Give an American a problem, and he or she will typically find a way to solve it, reasonably fast. Thus, if we must work from home, interact with masks, reprogram for self-distancing, find ways to support our oldest, accommodate our youngest, we do it. In maritime terms, we navigate shoals, trim sails, reset rudder, and go with the flow.
Second, while these waters seem uncharted, we have been here before. Americans have long been experts at crisis management, often because we tend to put off until crises what must be done. We have a knack for focusing on the moment, assessing, and managing stacked waves of uncertainty.
While all this seems new, Americans have weathered far more, compressed into tighter time blocks. Unprepared for wars, including WWI and WWII, we did what we had to do. We mobilized on a dime, deployed, resolved to win, and did – decisively. We re-stabilizing America and the world.

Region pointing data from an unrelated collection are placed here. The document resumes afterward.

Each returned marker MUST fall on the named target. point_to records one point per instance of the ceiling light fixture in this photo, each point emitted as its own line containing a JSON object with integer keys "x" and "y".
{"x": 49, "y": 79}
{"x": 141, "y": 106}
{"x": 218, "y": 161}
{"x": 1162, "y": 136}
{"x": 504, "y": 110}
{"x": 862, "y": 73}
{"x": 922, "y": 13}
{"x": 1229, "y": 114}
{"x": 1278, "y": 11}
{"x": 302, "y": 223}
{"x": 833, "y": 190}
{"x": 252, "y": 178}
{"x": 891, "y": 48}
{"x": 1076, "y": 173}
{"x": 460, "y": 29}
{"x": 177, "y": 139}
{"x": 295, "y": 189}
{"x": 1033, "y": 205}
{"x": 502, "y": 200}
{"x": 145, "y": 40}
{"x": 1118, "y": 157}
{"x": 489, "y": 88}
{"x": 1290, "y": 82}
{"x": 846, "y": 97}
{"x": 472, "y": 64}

Likewise, in periods of social stress, from our founding, through tumultuous post-Civil War reconstruction, international communist pressures, Great Depression, Civil Rights battles, violent 1960s, 1970s, and post-Vietnam era, we have pressed ahead for the far shore of stability – our compass clear.

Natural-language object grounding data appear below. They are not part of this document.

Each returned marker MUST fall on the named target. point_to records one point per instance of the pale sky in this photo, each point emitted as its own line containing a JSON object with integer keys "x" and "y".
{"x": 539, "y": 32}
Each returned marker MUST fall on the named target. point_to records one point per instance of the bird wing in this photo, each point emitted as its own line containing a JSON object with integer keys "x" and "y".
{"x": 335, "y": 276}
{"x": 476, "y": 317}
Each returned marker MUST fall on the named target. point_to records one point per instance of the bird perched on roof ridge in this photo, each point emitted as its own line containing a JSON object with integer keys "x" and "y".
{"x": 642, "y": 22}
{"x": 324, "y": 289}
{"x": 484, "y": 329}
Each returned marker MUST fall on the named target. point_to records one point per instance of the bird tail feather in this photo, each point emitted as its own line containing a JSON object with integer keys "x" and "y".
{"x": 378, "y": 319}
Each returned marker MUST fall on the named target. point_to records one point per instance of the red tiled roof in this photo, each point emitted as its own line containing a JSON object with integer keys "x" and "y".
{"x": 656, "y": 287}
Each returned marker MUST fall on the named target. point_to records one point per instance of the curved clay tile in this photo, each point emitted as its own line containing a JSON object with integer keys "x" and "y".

On occasion we hit shoals, faced internal bitterness, gave way to mutual recriminations, but we have always re-found our ballast, recovered in full – and pressed for the right balance of freedom and peace.
On public health, we have also been here. While 125,000 died from COVID-19, more than 675,000 died from the Spanish Flu in 1918. In 1957, the “Asian flu” killed 70,000 Americans, probably more.
Between July 1968 and late 1969, as Americans beat the Soviets and put men on the moon, we suffered the “Hong Kong flu” pandemic, which killed more than 100,000 Americans. Vaccines took a year.
Interestingly, Americans somehow managed widespread social unrest, including bombings by the communist Weather Underground, Black Liberation Army, and socialist groups, the Vietnam War, three assassinations, national protests, urban riots, and Hong Kong flu – never shutting down our economy.
While federal spending jumped under Presidents Johnson and Nixon, President Kennedy did what Reagan and Trump did – he cut taxes, triggering an economic surge. US growth jumped from 2.6 to 6.2 percent between 1961 and 1963, holding near 5 percent as we landed on the moon. Again, we are a resilient, make-it-happen nation.
Bottom line: Yes, current waters are rough – for individuals and societies. But resilient individuals and societies prevail, and Americans are resilient. It is in our nature. It is part of what we have learned to be, self-reliant, undeterred by adversity, prepared to work hard, defend freedom and prosperity.
So, here we are. Beset by another pernicious virus, buffeted by new unrest, pausing for some introspection, managing an unruly election, and navigating economic, safety and morale issues, we will prevail. We always have, so long as we stay upbeat, confident, and cognizant of our history. Storm-tossed maybe, but seasoned. And now is when seasoning counts.